I did warn the crew there at the bank that I will be back next week.  I may have made new "friends" today.  What a giggle.

I'm learning the bus system.  There is a different bus that affords a much nicer view of Seattle just south and east of downtown.  I've made it a practise to wait for that one instead of using the suggested route.  I may have found my neighborhood.  I'll give it another week before I get on craigslist to see if this reality is possible.

Fujific, you keep commenting on how amazing this all is... the move, the job hunt, the settling in and starting over.  Yeah, it is.  But, only in hindsight.  While I'm "in it" my life is one of focus.  I will look back on this year sometime in the future and maybe be amazed too.  But ever since the decision was made, I never doubted.  I got a rebuilt transmission out of the deal (ok, that was maybe a little tough - sitting in Fargo waiting to keep movement).  Once a decision is made and action takes over, the momentum feeds on itself.  There is no other outcome.  I personally don't know of any other outcome than the one I am working toward.  I feel this outcome completely.  I live it.  Later, when I am cozy wrapped in a blanket on a couch with someone that I care about and that cares about me, looking out at the Seattle rain through a picture window while the fireplace crackles, while my dog is curled on the rug in front of the fire, then, then I will joy.  I love your comments, Bobby.  They stop me in the moment to see what is actually, really and truly in front of my nose before I step out of my friend's house each morning and do another day to get there.

(ps: I don't own a blanket, a home, a fireplace, a dog and I don't have anyone "special" at the moment. - Job first.  Which makes me wonder at how hard I may be driving myself right now.  Another post maybe.  'Cept if you find what you really enjoy doing you can't call it work.  I'm loving this part, the starting over.  This isn't work.  This is an adventure.)


  1. Many of us dream of an adventure just like the one you are writing about.
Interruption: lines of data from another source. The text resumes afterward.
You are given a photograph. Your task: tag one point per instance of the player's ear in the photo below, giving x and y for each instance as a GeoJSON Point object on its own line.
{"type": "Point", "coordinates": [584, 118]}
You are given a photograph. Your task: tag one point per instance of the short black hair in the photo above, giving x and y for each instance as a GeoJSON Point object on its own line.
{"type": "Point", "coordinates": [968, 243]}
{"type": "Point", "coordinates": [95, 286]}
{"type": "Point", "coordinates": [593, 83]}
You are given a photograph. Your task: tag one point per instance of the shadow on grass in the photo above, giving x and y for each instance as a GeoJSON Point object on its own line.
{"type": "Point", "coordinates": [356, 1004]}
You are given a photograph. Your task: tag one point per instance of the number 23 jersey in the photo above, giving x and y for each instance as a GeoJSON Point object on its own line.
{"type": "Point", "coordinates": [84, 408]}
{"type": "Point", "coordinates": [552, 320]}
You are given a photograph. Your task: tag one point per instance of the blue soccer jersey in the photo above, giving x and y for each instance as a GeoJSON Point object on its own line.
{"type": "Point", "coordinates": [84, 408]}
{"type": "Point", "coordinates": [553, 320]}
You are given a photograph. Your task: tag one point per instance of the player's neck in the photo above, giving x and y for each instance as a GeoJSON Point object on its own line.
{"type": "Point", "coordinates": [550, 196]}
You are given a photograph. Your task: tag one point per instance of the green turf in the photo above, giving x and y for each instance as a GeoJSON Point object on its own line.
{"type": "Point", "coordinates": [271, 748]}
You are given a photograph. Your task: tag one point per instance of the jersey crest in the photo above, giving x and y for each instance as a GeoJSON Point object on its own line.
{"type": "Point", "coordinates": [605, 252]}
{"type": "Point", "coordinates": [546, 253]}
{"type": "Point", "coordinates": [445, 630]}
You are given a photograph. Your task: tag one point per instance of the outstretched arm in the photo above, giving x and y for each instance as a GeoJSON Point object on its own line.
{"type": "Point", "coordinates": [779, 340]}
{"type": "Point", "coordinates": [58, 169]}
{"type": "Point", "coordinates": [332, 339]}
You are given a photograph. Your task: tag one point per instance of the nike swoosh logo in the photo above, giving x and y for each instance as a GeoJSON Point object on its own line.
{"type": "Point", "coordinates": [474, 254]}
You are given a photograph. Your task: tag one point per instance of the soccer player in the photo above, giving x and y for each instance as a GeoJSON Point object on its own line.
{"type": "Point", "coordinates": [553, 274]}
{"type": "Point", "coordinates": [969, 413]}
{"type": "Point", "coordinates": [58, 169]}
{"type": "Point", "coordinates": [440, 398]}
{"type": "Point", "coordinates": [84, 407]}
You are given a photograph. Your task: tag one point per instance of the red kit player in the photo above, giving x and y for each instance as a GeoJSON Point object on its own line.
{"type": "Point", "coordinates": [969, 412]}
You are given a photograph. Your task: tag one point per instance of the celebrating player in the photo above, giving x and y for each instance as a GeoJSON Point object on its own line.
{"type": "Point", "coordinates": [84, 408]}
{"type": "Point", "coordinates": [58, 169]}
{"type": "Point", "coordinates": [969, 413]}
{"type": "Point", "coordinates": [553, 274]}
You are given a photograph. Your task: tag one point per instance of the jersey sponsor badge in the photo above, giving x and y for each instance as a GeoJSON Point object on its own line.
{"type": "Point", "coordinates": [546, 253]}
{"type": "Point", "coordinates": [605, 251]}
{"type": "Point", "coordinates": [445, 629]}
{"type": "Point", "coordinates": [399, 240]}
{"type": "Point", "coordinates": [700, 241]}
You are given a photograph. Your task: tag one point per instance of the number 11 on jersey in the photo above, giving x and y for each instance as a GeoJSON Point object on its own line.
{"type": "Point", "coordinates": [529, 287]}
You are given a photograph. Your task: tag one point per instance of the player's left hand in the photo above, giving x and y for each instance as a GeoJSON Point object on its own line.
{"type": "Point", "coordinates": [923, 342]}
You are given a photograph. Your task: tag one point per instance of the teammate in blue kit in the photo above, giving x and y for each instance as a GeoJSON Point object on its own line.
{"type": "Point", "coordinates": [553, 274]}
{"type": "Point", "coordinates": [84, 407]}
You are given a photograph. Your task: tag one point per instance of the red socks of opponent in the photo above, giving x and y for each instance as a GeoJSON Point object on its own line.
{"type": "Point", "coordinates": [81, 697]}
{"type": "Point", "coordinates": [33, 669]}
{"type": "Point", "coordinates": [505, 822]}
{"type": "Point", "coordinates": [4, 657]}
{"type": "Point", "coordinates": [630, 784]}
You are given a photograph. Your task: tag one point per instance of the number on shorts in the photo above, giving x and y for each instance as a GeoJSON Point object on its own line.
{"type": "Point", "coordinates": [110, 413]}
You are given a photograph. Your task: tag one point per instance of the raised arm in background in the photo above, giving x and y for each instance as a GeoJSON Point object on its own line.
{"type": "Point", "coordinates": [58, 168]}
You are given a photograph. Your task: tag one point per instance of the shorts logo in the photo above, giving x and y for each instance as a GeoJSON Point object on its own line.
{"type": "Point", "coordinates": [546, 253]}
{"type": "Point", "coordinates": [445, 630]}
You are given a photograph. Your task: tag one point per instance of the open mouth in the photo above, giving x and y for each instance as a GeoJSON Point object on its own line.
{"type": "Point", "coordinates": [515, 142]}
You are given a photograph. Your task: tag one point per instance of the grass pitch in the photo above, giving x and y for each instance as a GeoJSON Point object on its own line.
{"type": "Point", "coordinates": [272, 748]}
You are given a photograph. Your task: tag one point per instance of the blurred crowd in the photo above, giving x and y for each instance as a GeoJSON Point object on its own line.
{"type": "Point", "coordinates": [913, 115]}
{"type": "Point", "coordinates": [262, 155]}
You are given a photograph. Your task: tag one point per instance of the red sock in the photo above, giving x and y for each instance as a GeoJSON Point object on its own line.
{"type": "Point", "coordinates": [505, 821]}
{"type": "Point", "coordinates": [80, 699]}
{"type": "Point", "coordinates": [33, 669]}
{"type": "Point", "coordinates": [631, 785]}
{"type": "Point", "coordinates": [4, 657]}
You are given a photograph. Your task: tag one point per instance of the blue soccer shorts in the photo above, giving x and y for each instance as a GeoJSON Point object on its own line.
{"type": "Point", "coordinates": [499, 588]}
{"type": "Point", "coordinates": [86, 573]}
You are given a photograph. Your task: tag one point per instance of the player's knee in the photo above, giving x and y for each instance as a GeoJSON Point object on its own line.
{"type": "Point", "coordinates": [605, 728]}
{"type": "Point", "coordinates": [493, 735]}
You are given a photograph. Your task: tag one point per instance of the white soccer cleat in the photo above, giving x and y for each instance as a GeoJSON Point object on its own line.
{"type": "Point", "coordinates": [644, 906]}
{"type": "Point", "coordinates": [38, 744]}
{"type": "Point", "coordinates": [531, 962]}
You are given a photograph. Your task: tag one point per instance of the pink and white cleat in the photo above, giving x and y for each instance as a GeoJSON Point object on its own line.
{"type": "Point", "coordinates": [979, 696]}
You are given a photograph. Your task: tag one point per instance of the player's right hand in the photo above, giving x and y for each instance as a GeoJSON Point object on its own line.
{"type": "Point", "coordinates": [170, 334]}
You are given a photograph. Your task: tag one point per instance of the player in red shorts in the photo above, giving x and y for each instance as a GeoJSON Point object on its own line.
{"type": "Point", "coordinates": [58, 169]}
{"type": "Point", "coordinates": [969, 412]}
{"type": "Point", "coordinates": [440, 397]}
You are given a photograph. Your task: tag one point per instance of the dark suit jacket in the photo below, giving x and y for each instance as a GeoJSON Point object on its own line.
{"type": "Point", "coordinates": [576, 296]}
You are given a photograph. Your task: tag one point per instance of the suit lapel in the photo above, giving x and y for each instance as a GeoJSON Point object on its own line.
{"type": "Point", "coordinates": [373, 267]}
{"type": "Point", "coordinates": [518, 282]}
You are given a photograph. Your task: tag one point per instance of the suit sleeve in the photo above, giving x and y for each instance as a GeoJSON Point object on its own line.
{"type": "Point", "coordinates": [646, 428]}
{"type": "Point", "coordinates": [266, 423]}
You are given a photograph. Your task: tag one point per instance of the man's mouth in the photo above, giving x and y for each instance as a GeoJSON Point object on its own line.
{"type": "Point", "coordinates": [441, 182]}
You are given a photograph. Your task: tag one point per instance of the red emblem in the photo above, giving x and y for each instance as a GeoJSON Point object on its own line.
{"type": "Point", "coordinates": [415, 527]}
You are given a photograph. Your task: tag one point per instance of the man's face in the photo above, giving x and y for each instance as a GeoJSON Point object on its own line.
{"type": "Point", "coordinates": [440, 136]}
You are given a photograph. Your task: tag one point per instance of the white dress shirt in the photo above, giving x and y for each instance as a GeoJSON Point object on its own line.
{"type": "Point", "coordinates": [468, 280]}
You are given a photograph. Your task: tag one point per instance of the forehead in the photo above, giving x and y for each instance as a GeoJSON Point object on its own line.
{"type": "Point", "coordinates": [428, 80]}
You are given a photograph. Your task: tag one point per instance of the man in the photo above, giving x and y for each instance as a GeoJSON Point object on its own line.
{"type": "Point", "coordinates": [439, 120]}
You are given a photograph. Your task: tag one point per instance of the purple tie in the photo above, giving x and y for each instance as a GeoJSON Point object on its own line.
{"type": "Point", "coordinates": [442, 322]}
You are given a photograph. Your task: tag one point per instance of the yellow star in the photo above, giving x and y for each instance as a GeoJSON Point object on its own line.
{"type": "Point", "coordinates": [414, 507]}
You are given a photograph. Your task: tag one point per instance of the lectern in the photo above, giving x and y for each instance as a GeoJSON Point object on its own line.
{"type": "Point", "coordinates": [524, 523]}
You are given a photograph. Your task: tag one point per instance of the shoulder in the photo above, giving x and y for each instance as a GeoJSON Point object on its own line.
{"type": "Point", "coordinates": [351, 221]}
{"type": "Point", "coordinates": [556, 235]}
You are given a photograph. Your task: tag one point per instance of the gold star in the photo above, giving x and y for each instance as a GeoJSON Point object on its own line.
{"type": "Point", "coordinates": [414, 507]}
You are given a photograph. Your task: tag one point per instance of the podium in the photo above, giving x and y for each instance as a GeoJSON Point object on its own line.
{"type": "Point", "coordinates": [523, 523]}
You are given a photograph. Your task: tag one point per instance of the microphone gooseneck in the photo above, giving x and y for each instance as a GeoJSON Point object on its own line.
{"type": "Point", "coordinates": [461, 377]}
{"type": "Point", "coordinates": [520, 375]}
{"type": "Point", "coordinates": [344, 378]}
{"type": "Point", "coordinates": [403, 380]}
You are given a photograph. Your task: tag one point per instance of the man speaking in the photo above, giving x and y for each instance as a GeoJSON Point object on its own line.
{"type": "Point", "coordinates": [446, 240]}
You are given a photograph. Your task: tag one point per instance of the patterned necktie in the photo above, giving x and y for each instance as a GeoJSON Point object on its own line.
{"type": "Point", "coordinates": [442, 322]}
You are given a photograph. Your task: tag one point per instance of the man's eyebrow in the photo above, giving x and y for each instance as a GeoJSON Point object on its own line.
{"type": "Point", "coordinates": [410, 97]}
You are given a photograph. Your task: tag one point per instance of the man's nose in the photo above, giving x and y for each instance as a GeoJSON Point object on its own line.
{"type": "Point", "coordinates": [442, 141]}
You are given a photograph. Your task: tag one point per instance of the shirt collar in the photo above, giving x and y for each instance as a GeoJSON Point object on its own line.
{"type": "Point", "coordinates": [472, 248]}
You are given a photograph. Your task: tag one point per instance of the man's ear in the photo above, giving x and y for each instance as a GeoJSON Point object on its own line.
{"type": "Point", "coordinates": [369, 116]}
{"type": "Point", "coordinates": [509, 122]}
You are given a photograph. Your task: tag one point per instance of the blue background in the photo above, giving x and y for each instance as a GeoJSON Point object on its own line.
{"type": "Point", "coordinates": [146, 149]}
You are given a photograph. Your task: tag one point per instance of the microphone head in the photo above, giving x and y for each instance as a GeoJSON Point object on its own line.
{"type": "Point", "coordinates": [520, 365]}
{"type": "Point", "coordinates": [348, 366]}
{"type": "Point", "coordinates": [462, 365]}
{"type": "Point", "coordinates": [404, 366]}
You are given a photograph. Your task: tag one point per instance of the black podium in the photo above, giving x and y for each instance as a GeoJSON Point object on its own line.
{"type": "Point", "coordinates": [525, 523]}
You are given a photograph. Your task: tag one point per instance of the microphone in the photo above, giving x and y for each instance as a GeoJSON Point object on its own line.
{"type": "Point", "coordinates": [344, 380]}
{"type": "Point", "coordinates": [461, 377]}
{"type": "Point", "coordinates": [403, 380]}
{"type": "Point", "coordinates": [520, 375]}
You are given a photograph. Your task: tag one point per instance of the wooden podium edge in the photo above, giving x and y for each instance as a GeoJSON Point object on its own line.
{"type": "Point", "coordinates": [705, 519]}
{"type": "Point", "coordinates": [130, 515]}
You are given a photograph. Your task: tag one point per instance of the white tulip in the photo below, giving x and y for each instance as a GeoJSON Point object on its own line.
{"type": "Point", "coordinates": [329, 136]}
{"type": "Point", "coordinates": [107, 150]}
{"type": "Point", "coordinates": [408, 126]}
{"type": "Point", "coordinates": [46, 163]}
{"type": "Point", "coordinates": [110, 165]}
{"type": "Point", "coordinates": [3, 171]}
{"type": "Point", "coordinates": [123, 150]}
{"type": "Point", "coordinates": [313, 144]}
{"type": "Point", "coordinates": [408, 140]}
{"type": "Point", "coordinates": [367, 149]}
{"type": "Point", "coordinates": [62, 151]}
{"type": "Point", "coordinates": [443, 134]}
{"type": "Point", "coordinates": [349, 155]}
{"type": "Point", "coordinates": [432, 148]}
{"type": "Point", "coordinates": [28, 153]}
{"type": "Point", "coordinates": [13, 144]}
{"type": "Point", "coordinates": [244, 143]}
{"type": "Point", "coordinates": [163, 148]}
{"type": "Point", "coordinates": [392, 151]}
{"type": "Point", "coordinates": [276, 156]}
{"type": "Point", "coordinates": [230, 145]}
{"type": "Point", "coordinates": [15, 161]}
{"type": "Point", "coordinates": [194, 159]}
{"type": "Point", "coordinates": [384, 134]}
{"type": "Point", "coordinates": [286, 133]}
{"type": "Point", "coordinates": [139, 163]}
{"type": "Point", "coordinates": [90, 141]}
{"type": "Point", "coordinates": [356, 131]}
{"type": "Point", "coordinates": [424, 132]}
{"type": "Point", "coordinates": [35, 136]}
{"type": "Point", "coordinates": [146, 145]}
It is the essence of what we have called the American dream.

    I was born in the zip code in which I currently reside. My life is comfortable and while I have my share of the unknown I also have childhood memories all over the place in every corner of my environment.

    You are on a full blown adventure and I want to go along for the ride. Thank you for sharing this experience with us.

    Your adventure is an exercise in the human spirit. You give me hope.

    I cannot express how much this means to me other than to say thank you.

    You will have success and failures along the way. I want to read about them. I also expect the best and am here to cheer for you while you take this life altering journey.

    Life is all about the ride. Enjoy.


  2. I just want to follow along as you discover your new home town and the new you.